散水ノズル1は、図1、図2に示すように、供給された水の散水状態を、棒状、コーン状、霧状、シャワー状又は止水などに切替える吐出部2と、ホース側から供給される水の受入部となるノズル本体3、図2に見られる弁体収容部9に設けられた弁体(図示せず)を操作する操作レバー4とからなる。なお、水形を切替える際の切替え方法は、特許文献1と同様に、吐出部2を回転させ、表示マーク2aを基準表示に合わせることにより行う。
【0013】

散水ノズル1の全体形状は、図1、図2に示すように、吐出部2とノズル本体3に組み付けられた把持筒8とにより略T字状の形状をなし、把持筒8は、取付けられた操作レバー4と共に握ったときの掌側に形成された形状に似た外形の把持部、いわゆるピストルグリップを形成する。
【0014】

吐出部2は先端部に多数の小孔を穿設した散水口5を有する。ノズル本体3は、図2に示すように、下部には水を供給するホース(図示せず)を接続する接続口6が、操作レバー4の背面には弁体収容部9が、上部の吐出部2との接続部分には通水部7がそれぞれ形成され、このノズル本体3に把持筒8が覆い被さった構造となっている。弁体収容部9の下端に設けられた切欠91は、後述する把持筒下方突起83との係合溝である。
【0015】

図3に示すように、通水部7は、散水ノズル1のピストル形状と略同様のへの字形状となっており、上部に鉤状突起部72を有する。鉤状突起部72は、通水部7の上部から立ち上がる基部72aと、吐出部2側に水平に移行する水平部72bと、把持筒8と係合して天面をノズル表面に表す、水平部72bよりも一段高く盛り上がった表示部72cとの構成によって、図3(b)に示すような上面視二等辺三角形の鉤形状をしており、表示部72cから垂下する壁状の下垂部72dが鉤の先端部を封鎖するような形状となっている。また、図3(b)、(c)に示すように、通水部7の両側面には、通水部側斜面73aを有する突起73を設ける。図3(f)の下部に設けられた溝74は、弁体収容部9との係合用溝である。

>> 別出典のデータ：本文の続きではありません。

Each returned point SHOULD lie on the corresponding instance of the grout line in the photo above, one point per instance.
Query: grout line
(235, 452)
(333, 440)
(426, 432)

通水部7は、上流側が弁体収容部9と接合され、下流側が吐出部2側と接合された後に、把持筒8の組み付けが行われる。
【0016】

把持筒8は、図4に示すように、操作レバー4側の面が開口された、散水ノズル1のピストル形状と略同様のへの字形状となっており、断面が一部開口の略円形状である。また、把持筒8は、天井面前端に前記通水部7の鉤状突起部72に係合可能な基準孔81が穿設された円形部8a、断面略U字状で両側面に飾り溝84が刻設された把持筒グリップ部8b、円形部8aと把持筒グリップ部8bの中間に存在し、前記突起73と当接する位置に側端部85を有する中間部8cから構成される。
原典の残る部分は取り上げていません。